Galbraith Attacks Pseudo-Keynesianism

Economist James Galbraith attacks false Keynesianism in an article for The American Conservative (interesting venue for Dr. Galbraith).

an excerpt:"And Thorstein Veblen, in The Theory of Business Enterprise, in 1904, explained what the sound principle underlying it all was. The bottom of the matter was emotional: “Depression is primarily a malady of the affections of the business men. … Any proposed remedy, therefore, must be of such a nature as to reach this emotional seat of the trouble. … What is required is a business coalition … loosely called a ‘trust’.

There you have it: business people need to be in charge. And more than that: they need to feel in charge. Anything else is fundamentally unsound.

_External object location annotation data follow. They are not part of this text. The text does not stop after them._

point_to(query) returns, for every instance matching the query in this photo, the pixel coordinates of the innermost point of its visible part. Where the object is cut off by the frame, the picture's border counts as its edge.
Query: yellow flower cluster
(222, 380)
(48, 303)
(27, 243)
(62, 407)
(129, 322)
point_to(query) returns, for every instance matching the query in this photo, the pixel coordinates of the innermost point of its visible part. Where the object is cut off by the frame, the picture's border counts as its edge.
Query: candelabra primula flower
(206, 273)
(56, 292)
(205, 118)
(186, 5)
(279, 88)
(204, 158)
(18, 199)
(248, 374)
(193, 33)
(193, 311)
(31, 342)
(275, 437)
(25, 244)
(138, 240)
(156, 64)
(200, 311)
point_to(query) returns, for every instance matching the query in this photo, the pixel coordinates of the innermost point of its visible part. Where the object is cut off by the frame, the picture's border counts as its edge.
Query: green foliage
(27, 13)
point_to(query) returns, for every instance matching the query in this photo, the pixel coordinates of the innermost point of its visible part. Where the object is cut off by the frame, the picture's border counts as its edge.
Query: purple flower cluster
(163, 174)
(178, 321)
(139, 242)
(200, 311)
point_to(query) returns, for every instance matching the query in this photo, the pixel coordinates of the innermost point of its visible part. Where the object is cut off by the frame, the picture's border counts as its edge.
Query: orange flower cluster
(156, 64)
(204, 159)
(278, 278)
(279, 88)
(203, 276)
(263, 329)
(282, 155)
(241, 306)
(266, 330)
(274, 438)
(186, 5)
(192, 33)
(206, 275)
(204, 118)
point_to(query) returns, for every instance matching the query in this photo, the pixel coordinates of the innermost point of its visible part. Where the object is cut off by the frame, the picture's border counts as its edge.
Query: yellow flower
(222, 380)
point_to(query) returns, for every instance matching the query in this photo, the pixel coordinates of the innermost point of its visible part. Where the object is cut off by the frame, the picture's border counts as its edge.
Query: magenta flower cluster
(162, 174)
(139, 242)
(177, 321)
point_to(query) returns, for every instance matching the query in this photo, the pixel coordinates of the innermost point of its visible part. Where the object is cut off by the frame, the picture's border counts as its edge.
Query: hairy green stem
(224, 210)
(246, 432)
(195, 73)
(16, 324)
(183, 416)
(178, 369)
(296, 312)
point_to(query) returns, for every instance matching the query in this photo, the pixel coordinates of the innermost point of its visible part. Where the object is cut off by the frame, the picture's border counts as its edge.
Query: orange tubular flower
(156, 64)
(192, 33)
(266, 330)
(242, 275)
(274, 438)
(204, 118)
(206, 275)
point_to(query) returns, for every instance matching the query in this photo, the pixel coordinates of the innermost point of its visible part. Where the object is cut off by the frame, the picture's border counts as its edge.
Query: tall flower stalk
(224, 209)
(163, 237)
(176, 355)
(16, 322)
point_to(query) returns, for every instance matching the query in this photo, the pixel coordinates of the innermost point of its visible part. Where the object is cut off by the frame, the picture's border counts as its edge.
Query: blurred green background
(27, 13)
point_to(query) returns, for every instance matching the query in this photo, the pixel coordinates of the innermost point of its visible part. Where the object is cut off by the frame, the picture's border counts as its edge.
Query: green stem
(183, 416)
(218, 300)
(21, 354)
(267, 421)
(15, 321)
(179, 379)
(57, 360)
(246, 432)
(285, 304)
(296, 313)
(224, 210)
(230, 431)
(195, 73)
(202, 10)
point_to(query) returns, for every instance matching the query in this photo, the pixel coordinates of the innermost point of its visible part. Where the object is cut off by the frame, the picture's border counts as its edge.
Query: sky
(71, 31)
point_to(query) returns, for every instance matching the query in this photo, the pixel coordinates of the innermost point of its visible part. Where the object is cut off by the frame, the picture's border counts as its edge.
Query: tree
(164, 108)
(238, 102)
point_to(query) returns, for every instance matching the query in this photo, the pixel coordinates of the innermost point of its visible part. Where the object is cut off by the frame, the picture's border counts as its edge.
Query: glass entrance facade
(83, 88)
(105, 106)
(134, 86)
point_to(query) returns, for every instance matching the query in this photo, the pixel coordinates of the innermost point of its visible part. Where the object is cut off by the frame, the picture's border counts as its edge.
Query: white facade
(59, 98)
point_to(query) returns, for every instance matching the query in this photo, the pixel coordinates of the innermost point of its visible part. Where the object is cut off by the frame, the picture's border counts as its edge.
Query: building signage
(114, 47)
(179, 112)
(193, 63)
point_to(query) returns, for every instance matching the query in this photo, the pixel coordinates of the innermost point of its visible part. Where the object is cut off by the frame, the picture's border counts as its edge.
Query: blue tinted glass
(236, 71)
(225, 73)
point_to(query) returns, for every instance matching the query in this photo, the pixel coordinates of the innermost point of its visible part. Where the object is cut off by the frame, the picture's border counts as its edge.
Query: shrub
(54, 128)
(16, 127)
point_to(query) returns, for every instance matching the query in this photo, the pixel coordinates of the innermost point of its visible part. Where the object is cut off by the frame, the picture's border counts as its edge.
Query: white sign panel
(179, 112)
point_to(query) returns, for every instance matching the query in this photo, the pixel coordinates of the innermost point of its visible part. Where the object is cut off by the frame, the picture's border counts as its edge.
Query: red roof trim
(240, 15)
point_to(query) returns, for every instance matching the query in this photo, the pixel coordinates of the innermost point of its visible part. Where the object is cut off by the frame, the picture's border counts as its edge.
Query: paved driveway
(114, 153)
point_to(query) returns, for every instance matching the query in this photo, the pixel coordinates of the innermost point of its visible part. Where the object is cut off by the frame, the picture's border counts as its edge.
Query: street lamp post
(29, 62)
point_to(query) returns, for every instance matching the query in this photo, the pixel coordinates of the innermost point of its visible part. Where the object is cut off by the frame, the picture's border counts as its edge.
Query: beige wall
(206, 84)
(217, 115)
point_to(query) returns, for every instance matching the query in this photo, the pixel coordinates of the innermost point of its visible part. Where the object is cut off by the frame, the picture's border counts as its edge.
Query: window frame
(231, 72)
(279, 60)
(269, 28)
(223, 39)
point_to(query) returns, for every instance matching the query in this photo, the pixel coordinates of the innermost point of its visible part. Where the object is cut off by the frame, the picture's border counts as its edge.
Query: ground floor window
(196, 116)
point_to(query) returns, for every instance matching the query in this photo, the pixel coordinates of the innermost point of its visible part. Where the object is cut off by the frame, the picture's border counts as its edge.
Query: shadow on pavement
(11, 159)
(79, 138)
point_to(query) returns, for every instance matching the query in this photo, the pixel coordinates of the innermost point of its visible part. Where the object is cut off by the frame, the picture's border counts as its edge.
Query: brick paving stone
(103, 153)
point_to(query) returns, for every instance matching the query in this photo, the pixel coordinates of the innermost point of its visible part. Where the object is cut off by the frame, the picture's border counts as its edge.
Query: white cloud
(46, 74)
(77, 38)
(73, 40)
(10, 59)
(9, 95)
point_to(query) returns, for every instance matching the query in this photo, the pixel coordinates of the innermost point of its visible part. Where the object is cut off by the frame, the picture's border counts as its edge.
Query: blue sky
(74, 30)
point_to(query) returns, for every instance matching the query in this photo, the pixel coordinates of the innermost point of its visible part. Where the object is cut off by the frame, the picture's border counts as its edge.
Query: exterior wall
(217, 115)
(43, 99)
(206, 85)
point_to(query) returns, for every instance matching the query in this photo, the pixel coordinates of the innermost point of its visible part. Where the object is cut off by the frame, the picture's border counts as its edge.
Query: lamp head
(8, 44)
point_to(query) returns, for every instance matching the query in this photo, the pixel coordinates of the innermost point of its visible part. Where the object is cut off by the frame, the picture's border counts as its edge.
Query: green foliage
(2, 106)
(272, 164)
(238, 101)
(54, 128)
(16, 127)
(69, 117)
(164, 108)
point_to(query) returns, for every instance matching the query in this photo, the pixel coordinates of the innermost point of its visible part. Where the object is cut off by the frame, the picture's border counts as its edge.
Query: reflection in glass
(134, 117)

That is what made Keynes insufferable. It wasn’t that as a young man he liked boys. It wasn’t that he taught that that thrift is a vice, or that savings are pathological, that deficits are helpful, that debt is necessary, that interest rates should be kept low, that the economy should be run at full employment for the good of all. It wasn’t even his reference at the end of The General Theory to the “euthanasia of the rentier.”

No, it was the fact that Keynesian policy required Keynes. And if Keynes were in charge, then the captains of industry could not be. Larry Summers is not Keynes. But he did give the impression, for a while, of running the show. This was a fatal error. It was the impression of making policy that business and the Tea Party could not stand. A better policy would not have been better liked".